Apple's iPad has enjoyed nearly no competition, until Google unveiled Honeycomb. But even that, is not enough to stop the tablet juggernaut. Google and its manufacturer partners have as of yet to announce official sales figures for Android-powered tablets, which leave everyone else to just guessing. Android developer Al Sutton has reminded everyone, with a little bit of math, we could get quite the estimate on just how many Honeycomb-powered tablets are in the wild.
What is that number? Roughly 3.4 million. This number is based on Google's latest platform versions states, a fortnightly updated breakdown of what proportion of devices use each Android version - and the official activation numbers which were announced as part of Google's financial results yesterday.

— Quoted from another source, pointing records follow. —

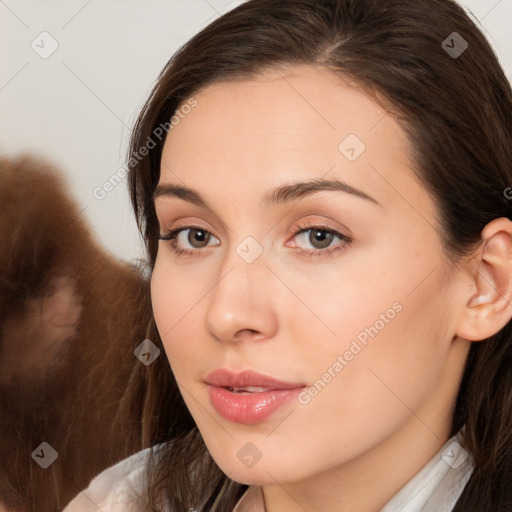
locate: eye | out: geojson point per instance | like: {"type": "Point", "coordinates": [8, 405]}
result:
{"type": "Point", "coordinates": [197, 238]}
{"type": "Point", "coordinates": [321, 239]}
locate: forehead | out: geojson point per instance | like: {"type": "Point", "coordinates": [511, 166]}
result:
{"type": "Point", "coordinates": [303, 122]}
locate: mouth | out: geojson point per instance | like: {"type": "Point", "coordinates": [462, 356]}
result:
{"type": "Point", "coordinates": [249, 397]}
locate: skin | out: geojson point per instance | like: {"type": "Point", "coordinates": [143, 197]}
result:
{"type": "Point", "coordinates": [290, 315]}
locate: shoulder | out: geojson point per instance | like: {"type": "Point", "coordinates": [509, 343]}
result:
{"type": "Point", "coordinates": [116, 488]}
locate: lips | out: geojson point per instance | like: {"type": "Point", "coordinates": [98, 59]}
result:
{"type": "Point", "coordinates": [248, 397]}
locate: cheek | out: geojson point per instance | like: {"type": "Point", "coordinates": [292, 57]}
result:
{"type": "Point", "coordinates": [176, 301]}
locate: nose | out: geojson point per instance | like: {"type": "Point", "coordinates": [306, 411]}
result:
{"type": "Point", "coordinates": [242, 301]}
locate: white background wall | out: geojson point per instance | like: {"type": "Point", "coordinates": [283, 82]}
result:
{"type": "Point", "coordinates": [76, 107]}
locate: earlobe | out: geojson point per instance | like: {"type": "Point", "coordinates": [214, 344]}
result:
{"type": "Point", "coordinates": [489, 307]}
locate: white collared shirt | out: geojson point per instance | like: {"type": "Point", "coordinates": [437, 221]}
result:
{"type": "Point", "coordinates": [436, 488]}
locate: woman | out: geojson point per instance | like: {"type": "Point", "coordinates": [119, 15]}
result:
{"type": "Point", "coordinates": [327, 224]}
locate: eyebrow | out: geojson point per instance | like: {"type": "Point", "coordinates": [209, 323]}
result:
{"type": "Point", "coordinates": [279, 195]}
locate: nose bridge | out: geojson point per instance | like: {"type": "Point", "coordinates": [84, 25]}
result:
{"type": "Point", "coordinates": [240, 301]}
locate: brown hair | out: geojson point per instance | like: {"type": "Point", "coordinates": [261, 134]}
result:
{"type": "Point", "coordinates": [457, 113]}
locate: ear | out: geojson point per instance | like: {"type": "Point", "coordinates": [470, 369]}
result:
{"type": "Point", "coordinates": [488, 308]}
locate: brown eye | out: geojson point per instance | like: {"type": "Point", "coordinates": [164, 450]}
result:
{"type": "Point", "coordinates": [198, 237]}
{"type": "Point", "coordinates": [320, 238]}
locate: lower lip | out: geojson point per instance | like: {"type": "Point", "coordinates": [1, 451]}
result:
{"type": "Point", "coordinates": [252, 407]}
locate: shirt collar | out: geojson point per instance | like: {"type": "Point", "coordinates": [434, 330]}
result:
{"type": "Point", "coordinates": [436, 487]}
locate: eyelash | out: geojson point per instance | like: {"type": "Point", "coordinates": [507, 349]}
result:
{"type": "Point", "coordinates": [172, 235]}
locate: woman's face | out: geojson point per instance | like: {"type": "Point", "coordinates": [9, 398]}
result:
{"type": "Point", "coordinates": [312, 257]}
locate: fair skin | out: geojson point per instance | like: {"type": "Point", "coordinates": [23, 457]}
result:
{"type": "Point", "coordinates": [290, 315]}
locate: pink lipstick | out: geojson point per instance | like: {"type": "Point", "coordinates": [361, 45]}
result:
{"type": "Point", "coordinates": [248, 397]}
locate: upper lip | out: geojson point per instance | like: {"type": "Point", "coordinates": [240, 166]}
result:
{"type": "Point", "coordinates": [227, 379]}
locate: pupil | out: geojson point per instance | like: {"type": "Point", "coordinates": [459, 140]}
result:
{"type": "Point", "coordinates": [321, 236]}
{"type": "Point", "coordinates": [197, 235]}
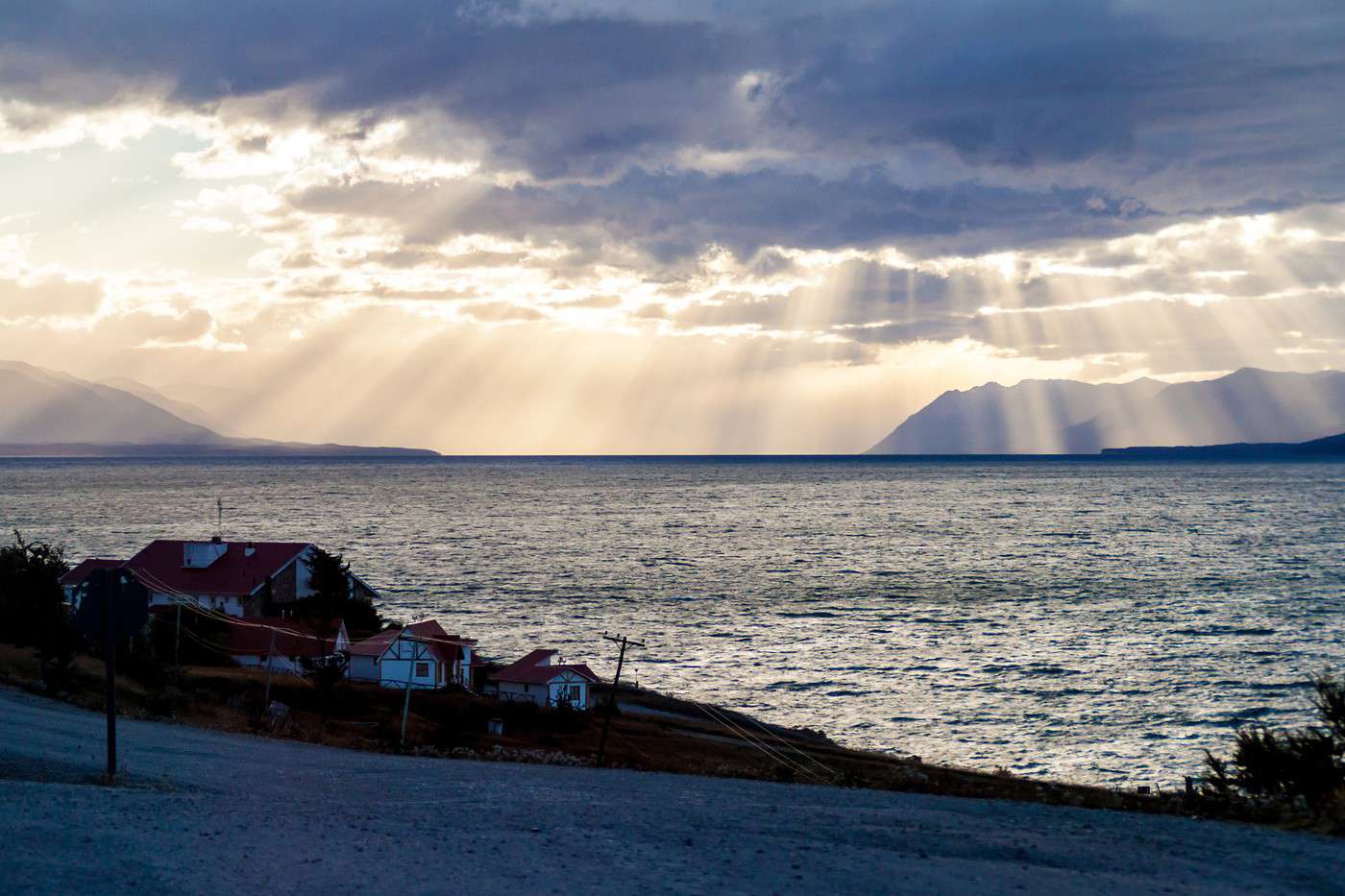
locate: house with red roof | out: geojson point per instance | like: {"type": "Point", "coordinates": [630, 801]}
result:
{"type": "Point", "coordinates": [282, 644]}
{"type": "Point", "coordinates": [540, 680]}
{"type": "Point", "coordinates": [419, 655]}
{"type": "Point", "coordinates": [232, 577]}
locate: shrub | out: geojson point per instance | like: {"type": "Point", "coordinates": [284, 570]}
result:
{"type": "Point", "coordinates": [31, 600]}
{"type": "Point", "coordinates": [1286, 767]}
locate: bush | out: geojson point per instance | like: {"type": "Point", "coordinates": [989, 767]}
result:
{"type": "Point", "coordinates": [1288, 767]}
{"type": "Point", "coordinates": [31, 599]}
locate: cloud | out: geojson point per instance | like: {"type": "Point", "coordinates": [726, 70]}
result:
{"type": "Point", "coordinates": [561, 93]}
{"type": "Point", "coordinates": [672, 215]}
{"type": "Point", "coordinates": [49, 296]}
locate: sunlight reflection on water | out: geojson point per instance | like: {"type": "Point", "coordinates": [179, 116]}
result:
{"type": "Point", "coordinates": [1096, 620]}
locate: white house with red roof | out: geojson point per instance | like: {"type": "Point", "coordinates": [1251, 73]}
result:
{"type": "Point", "coordinates": [232, 577]}
{"type": "Point", "coordinates": [545, 682]}
{"type": "Point", "coordinates": [419, 655]}
{"type": "Point", "coordinates": [282, 644]}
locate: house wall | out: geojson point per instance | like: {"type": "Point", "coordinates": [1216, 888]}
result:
{"type": "Point", "coordinates": [558, 689]}
{"type": "Point", "coordinates": [393, 673]}
{"type": "Point", "coordinates": [303, 579]}
{"type": "Point", "coordinates": [513, 690]}
{"type": "Point", "coordinates": [362, 668]}
{"type": "Point", "coordinates": [289, 583]}
{"type": "Point", "coordinates": [228, 606]}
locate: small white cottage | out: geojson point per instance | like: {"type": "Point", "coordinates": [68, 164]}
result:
{"type": "Point", "coordinates": [420, 655]}
{"type": "Point", "coordinates": [538, 680]}
{"type": "Point", "coordinates": [282, 644]}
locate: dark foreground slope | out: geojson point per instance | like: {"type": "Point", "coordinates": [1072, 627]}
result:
{"type": "Point", "coordinates": [214, 812]}
{"type": "Point", "coordinates": [1065, 417]}
{"type": "Point", "coordinates": [46, 413]}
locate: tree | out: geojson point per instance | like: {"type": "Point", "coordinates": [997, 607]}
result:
{"type": "Point", "coordinates": [330, 580]}
{"type": "Point", "coordinates": [326, 673]}
{"type": "Point", "coordinates": [33, 607]}
{"type": "Point", "coordinates": [333, 596]}
{"type": "Point", "coordinates": [1284, 765]}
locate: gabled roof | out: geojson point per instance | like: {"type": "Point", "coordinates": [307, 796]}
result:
{"type": "Point", "coordinates": [530, 670]}
{"type": "Point", "coordinates": [238, 572]}
{"type": "Point", "coordinates": [293, 638]}
{"type": "Point", "coordinates": [80, 573]}
{"type": "Point", "coordinates": [428, 630]}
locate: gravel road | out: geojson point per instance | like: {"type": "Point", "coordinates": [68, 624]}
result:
{"type": "Point", "coordinates": [210, 812]}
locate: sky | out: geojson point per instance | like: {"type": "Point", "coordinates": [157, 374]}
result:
{"type": "Point", "coordinates": [695, 227]}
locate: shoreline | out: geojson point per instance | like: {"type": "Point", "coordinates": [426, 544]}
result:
{"type": "Point", "coordinates": [651, 732]}
{"type": "Point", "coordinates": [210, 811]}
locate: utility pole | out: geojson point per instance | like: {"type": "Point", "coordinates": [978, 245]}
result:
{"type": "Point", "coordinates": [406, 701]}
{"type": "Point", "coordinates": [611, 698]}
{"type": "Point", "coordinates": [271, 658]}
{"type": "Point", "coordinates": [110, 593]}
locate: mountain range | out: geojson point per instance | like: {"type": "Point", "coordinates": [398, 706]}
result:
{"type": "Point", "coordinates": [1062, 416]}
{"type": "Point", "coordinates": [44, 412]}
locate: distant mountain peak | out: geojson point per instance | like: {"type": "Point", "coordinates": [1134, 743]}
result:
{"type": "Point", "coordinates": [1064, 416]}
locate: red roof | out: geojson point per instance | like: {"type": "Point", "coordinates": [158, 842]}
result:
{"type": "Point", "coordinates": [428, 630]}
{"type": "Point", "coordinates": [80, 573]}
{"type": "Point", "coordinates": [530, 670]}
{"type": "Point", "coordinates": [293, 638]}
{"type": "Point", "coordinates": [238, 572]}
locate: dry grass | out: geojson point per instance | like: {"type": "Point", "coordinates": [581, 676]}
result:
{"type": "Point", "coordinates": [679, 739]}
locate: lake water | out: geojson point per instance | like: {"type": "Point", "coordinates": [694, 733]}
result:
{"type": "Point", "coordinates": [1092, 620]}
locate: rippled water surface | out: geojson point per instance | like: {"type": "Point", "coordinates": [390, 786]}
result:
{"type": "Point", "coordinates": [1092, 620]}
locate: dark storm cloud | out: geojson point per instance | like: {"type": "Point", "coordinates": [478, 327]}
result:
{"type": "Point", "coordinates": [1130, 97]}
{"type": "Point", "coordinates": [1002, 84]}
{"type": "Point", "coordinates": [674, 215]}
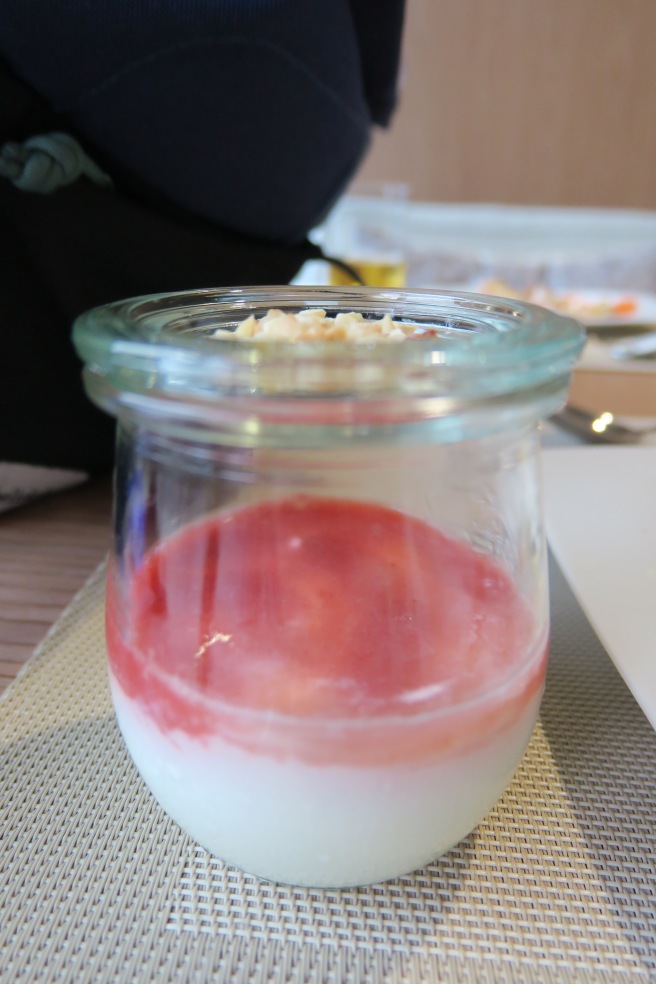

Google CEO Larry Page claimed 190 million Android devices had been activated in total. THis leads us to the platform stats, with 1.8-percent of Android devices that have accessed the Android Market within the 14 day period up to October 3, 2011 were running Android 3.0, 3.1 or 3.2 (in contrast 38.2-percent are running 2.3.3 Gingerbread or higher).
If we dab a little magic on these numbers, we come to the 3.4 million tablet figure. But there is a note here, since Google's platform numbers are based on access to the Android Market, only those tablets that are officially Google certified (which have to meet Google's criteria to include the official download score) are being counted. Of course, there are many more tablets in the wild sporting alternative versions of Android and using third-party app stores, such as Amazon's AppStore for Android, with these tablets not being counted in the total number.
Of course, this is still disappointing when compared to Apple's iPad sales. The first-gen iPad sold 15 million units in roughly one-year period, which all the Android OEMs combined cannot even combat. Android 4.0/Ice Cream Sandwich, its your move.